Given your son has ADHD it's very possible your husband does to but again he'd need to seek help and comply with treatment.

You can have a come to Jesus talk with him but you are going to have to decide what your limit is and stick to it
Anonymous
I am in your situation OP. My husband is super engaged, a loving dad, and he loves our kids fiercely. But he also had a temper and when he loses it he says some really awful stuff to the kids. He always repairs, but it’s a huge sticking point with me and in our relationship.

My dad was like this too, but to a much lesser extent. But he swore at us sometimes, slammed doors, etc. I don’t consider him abusive and we always have had a good relationship. I have also witnessed and heard about similar behavior from other friends, and I think it’s more common behavior among dads than many people realize.

I would be really curious what the marriage counselor says about it? What is their advice?

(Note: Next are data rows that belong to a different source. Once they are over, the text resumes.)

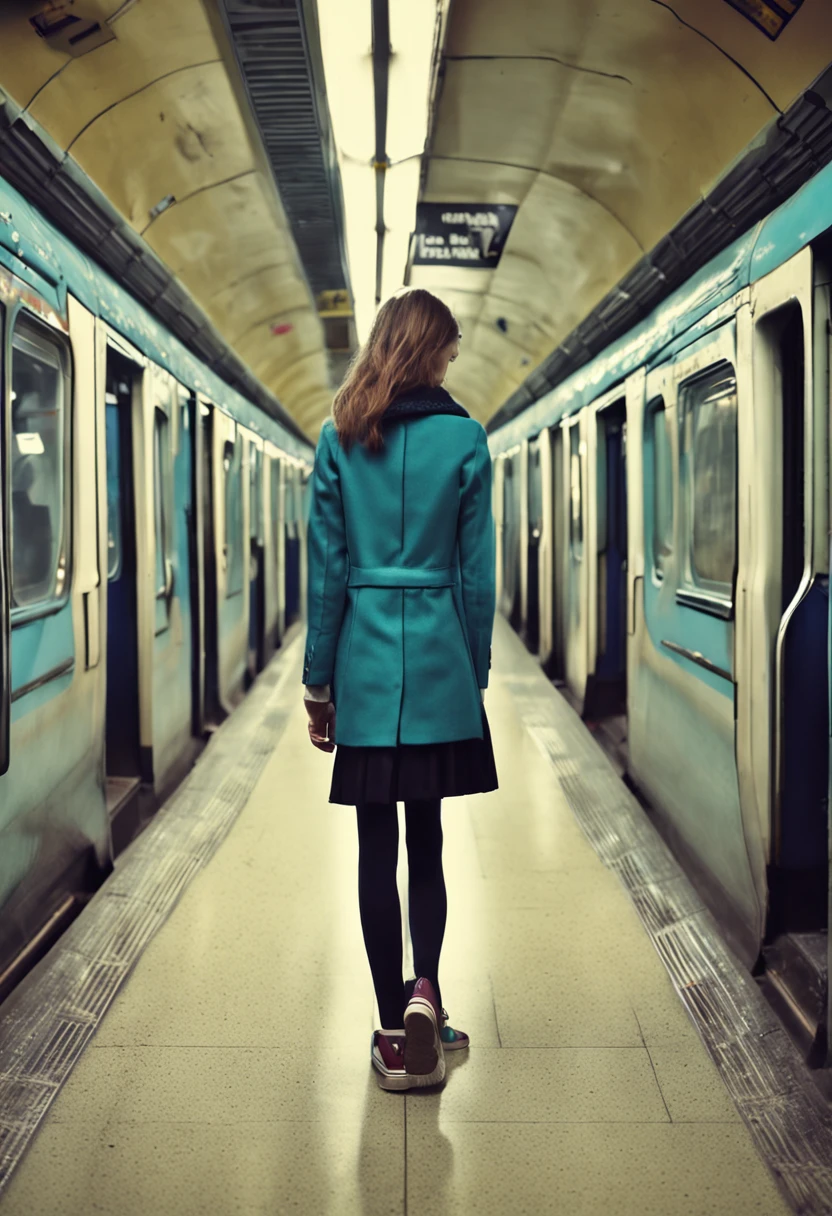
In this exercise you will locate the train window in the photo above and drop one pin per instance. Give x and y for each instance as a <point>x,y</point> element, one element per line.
<point>38,466</point>
<point>254,504</point>
<point>662,488</point>
<point>575,494</point>
<point>275,508</point>
<point>113,489</point>
<point>159,497</point>
<point>291,514</point>
<point>535,485</point>
<point>234,549</point>
<point>708,421</point>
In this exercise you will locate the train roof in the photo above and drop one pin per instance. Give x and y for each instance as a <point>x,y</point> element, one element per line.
<point>37,252</point>
<point>685,314</point>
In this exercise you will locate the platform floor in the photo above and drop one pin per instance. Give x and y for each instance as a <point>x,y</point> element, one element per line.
<point>231,1073</point>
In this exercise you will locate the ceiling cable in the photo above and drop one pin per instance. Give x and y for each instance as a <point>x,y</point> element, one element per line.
<point>381,76</point>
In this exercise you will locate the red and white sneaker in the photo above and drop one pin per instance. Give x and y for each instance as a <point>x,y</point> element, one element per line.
<point>423,1056</point>
<point>451,1040</point>
<point>387,1057</point>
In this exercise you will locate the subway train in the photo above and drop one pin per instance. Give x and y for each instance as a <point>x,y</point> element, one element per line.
<point>151,561</point>
<point>663,549</point>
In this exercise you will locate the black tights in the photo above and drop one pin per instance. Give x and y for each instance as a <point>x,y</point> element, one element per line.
<point>378,898</point>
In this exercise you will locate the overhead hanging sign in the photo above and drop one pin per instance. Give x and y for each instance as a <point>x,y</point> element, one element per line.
<point>770,16</point>
<point>470,235</point>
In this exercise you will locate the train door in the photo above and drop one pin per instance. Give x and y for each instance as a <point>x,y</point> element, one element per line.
<point>546,553</point>
<point>292,555</point>
<point>212,710</point>
<point>5,604</point>
<point>232,556</point>
<point>510,603</point>
<point>195,437</point>
<point>575,576</point>
<point>123,749</point>
<point>607,687</point>
<point>782,742</point>
<point>169,485</point>
<point>533,534</point>
<point>558,522</point>
<point>682,682</point>
<point>279,542</point>
<point>257,563</point>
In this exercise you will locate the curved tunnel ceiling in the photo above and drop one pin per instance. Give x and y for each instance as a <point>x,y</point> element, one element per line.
<point>152,113</point>
<point>605,123</point>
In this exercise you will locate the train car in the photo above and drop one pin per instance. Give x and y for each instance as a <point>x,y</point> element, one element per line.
<point>150,563</point>
<point>663,522</point>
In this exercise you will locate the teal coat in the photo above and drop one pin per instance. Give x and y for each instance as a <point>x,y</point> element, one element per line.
<point>400,576</point>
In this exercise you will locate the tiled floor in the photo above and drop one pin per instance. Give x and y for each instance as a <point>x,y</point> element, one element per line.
<point>231,1075</point>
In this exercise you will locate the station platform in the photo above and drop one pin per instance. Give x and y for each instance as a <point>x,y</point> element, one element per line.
<point>198,1042</point>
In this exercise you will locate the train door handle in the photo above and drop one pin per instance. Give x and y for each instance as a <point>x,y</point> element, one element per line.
<point>637,581</point>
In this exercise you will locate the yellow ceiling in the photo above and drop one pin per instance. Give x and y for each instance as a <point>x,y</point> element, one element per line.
<point>605,123</point>
<point>157,112</point>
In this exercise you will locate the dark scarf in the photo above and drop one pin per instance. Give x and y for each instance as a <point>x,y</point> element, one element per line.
<point>417,401</point>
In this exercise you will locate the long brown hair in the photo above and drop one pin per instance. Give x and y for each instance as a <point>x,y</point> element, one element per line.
<point>402,352</point>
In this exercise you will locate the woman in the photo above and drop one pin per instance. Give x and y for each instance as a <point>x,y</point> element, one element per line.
<point>400,609</point>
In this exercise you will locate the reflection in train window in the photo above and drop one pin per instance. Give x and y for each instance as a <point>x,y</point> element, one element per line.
<point>662,488</point>
<point>535,485</point>
<point>38,404</point>
<point>575,493</point>
<point>159,496</point>
<point>234,547</point>
<point>113,488</point>
<point>708,466</point>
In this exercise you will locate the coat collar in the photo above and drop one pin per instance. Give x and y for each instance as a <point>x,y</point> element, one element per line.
<point>417,401</point>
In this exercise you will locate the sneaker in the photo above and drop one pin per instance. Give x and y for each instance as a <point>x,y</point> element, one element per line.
<point>451,1040</point>
<point>387,1057</point>
<point>423,1056</point>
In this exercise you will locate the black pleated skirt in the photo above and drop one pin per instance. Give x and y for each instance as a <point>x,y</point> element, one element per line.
<point>414,771</point>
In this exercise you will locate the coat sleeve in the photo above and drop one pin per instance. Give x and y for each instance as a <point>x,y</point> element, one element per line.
<point>477,556</point>
<point>327,564</point>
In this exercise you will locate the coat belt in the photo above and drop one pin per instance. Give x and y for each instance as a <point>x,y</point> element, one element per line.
<point>402,576</point>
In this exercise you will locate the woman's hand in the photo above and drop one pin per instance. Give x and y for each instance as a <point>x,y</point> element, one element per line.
<point>321,724</point>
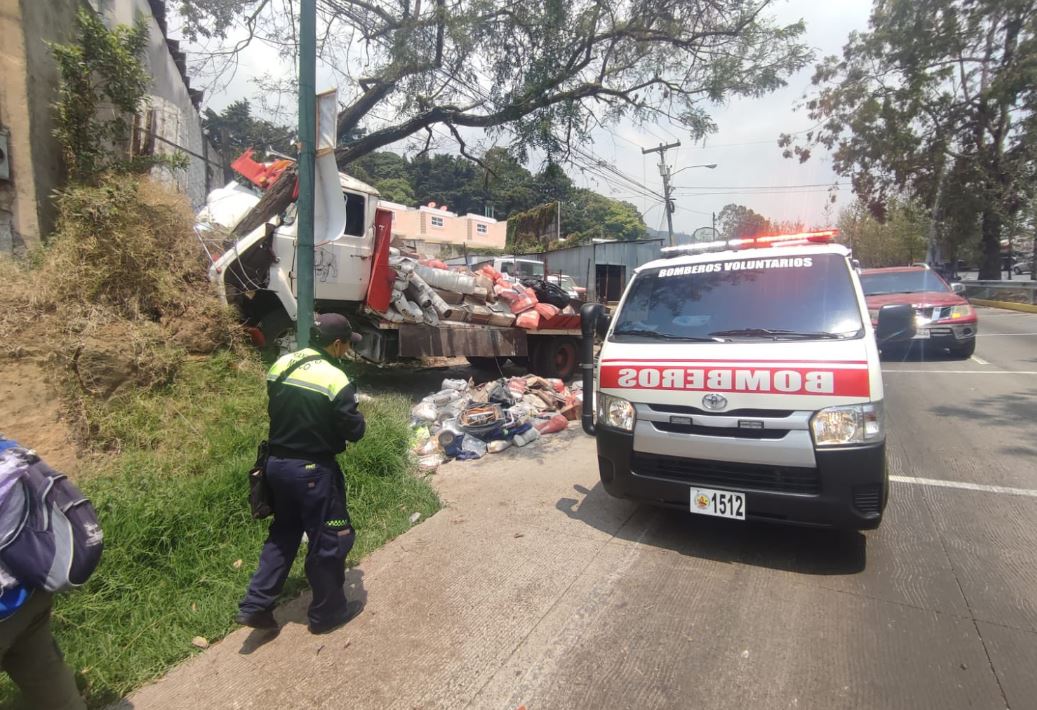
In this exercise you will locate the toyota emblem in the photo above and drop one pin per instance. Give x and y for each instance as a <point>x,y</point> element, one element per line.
<point>715,401</point>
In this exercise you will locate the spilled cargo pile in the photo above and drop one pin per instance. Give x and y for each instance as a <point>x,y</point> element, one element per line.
<point>464,421</point>
<point>427,291</point>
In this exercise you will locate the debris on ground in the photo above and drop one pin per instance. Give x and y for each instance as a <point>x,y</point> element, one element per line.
<point>465,421</point>
<point>428,291</point>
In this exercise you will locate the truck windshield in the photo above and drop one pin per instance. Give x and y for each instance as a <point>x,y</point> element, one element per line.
<point>902,282</point>
<point>803,297</point>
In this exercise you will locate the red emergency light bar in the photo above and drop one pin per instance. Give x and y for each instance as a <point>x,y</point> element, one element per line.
<point>799,239</point>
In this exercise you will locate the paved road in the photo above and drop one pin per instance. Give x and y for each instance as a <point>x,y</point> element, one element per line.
<point>534,588</point>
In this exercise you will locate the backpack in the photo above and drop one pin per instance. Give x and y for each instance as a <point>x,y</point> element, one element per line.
<point>50,537</point>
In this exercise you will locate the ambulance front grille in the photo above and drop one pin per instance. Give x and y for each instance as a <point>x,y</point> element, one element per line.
<point>758,414</point>
<point>728,474</point>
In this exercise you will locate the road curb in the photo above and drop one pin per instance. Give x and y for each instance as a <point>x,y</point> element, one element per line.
<point>1008,305</point>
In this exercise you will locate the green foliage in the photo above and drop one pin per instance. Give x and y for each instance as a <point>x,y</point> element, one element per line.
<point>549,72</point>
<point>174,511</point>
<point>396,190</point>
<point>935,102</point>
<point>897,240</point>
<point>103,84</point>
<point>235,130</point>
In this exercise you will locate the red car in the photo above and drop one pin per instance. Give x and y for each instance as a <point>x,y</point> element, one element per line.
<point>943,317</point>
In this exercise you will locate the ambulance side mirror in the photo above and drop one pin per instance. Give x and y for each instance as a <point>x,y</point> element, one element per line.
<point>896,324</point>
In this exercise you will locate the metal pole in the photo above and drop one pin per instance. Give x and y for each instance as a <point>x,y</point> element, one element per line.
<point>307,151</point>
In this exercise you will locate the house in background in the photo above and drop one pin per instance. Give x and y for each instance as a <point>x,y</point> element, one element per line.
<point>31,166</point>
<point>441,231</point>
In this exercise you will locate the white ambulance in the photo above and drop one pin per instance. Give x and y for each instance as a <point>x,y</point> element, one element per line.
<point>741,379</point>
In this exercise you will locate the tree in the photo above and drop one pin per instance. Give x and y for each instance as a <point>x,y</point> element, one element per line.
<point>935,102</point>
<point>101,67</point>
<point>736,222</point>
<point>896,240</point>
<point>235,130</point>
<point>550,72</point>
<point>396,190</point>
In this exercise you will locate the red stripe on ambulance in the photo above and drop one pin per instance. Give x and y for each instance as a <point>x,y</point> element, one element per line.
<point>777,380</point>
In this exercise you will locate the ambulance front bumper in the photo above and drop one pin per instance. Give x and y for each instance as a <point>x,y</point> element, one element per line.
<point>845,487</point>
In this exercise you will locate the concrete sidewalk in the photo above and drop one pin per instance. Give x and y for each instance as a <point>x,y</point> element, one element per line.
<point>451,604</point>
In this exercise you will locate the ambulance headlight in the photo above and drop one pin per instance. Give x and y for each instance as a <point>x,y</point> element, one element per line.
<point>850,424</point>
<point>615,413</point>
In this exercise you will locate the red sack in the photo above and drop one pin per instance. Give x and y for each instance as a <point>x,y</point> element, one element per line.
<point>530,319</point>
<point>523,305</point>
<point>547,311</point>
<point>553,425</point>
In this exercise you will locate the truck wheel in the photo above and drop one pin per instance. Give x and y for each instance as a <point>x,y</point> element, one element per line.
<point>278,332</point>
<point>488,364</point>
<point>556,357</point>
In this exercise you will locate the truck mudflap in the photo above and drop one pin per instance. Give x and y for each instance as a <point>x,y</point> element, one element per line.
<point>485,341</point>
<point>848,488</point>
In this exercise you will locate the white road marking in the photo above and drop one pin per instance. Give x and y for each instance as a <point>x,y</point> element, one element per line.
<point>964,486</point>
<point>962,372</point>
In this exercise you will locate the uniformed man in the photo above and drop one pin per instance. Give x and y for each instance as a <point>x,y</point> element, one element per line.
<point>312,415</point>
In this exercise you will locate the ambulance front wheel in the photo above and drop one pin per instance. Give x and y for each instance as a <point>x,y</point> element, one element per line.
<point>556,357</point>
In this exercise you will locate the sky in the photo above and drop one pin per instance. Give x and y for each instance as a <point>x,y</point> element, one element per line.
<point>750,167</point>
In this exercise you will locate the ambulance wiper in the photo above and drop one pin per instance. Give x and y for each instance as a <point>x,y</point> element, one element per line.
<point>777,334</point>
<point>644,333</point>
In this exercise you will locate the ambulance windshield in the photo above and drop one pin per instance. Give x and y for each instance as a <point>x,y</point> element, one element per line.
<point>801,297</point>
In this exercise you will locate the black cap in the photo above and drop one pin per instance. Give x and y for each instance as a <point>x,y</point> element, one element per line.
<point>332,327</point>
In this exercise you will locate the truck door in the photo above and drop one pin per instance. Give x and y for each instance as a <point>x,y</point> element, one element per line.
<point>342,236</point>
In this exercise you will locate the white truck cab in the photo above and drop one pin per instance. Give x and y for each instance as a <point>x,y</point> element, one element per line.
<point>741,379</point>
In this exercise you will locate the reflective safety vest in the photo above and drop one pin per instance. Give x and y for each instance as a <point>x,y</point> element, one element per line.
<point>313,405</point>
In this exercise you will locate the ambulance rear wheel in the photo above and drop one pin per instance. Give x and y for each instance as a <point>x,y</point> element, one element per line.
<point>556,357</point>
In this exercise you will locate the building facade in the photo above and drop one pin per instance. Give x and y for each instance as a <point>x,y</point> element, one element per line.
<point>31,166</point>
<point>436,226</point>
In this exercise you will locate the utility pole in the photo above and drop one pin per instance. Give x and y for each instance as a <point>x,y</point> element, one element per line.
<point>664,170</point>
<point>307,152</point>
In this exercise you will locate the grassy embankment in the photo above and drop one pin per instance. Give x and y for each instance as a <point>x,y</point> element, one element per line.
<point>173,508</point>
<point>114,307</point>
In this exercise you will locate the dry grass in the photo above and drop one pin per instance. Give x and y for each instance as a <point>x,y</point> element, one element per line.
<point>118,296</point>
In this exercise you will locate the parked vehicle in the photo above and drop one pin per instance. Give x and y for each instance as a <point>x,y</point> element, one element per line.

Personally I am sticking with it and doing my utmost to try and not let my DH’s dysregulation impact me. When he gets angry, I try to get more calm. When he yells at the kids, I tell them quietly when I am able to that it’s not ok that dad is yelling, it’s not their fault, they don’t deserve to be yelled at, etc. and I make sure he repairs with them - which he always does eventually. I definitely lose my cool and yell at our kids sometimes, so I am by no means a saint, but I am trying hard to live up to a higher standard for myself. I also have started walking away if he gets verbally abusive with me. I literally just put on my shoes and leave the house and go for a walk and leave him with the kids (he is not and has never been physically abusive so they are perfectly safe, he just has some immature and underdeveloped coping skills). Or I just get super quiet and don’t engage because he wants me to and the moment I do it just escalates. It’s not healthy, but I’m using coping strategies and trying to figure out different ways to approach it while trying to minimize the harms to my kids.

And to those who think divorce is easier or are superimposing your own trauma history onto OP, just stop. Divorce is so hard and OP’s situation is not your situation. I feel like you’re getting a lot of triggered people responding from their own traumatic childhoods and not recognizing that each situation is different.
Anonymous
OP here. I appreciate these examples of similar circumstances and all the complexities that come with it.

DH has agreed to do some kind of emotional regulation class or counseling but wants to do it with DS. I’m still looking for resources.
Anonymous
Anonymous wrote:OP here. I appreciate these examples of similar circumstances and all the complexities that come with it.

DH has agreed to do some kind of emotional regulation class or counseling but wants to do it with DS. I’m still looking for resources.


Does your DH understand that he is the adult and that DC is a child?
Anonymous
Anonymous wrote:OP here. I appreciate these examples of similar circumstances and all the complexities that come with it.

DH has agreed to do some kind of emotional regulation class or counseling but wants to do it with DS. I’m still looking for resources.


A class like this doesn't exist for the reason he can't acknowledge, which is that he as the adult has all of the power in this situation and is the only person who can change it. A counselor might work with them both but I'd expect it pretty quickly to come to focus on your husband.
Anonymous
Anonymous wrote:
Anonymous wrote:OP here. I appreciate these examples of similar circumstances and all the complexities that come with it.

DH has agreed to do some kind of emotional regulation class or counseling but wants to do it with DS. I’m still looking for resources.


Does your DH understand that he is the adult and that DC is a child?


+1 The bolded suggests that your H wants to continue to place blame on his child for H's inability to control his emotions.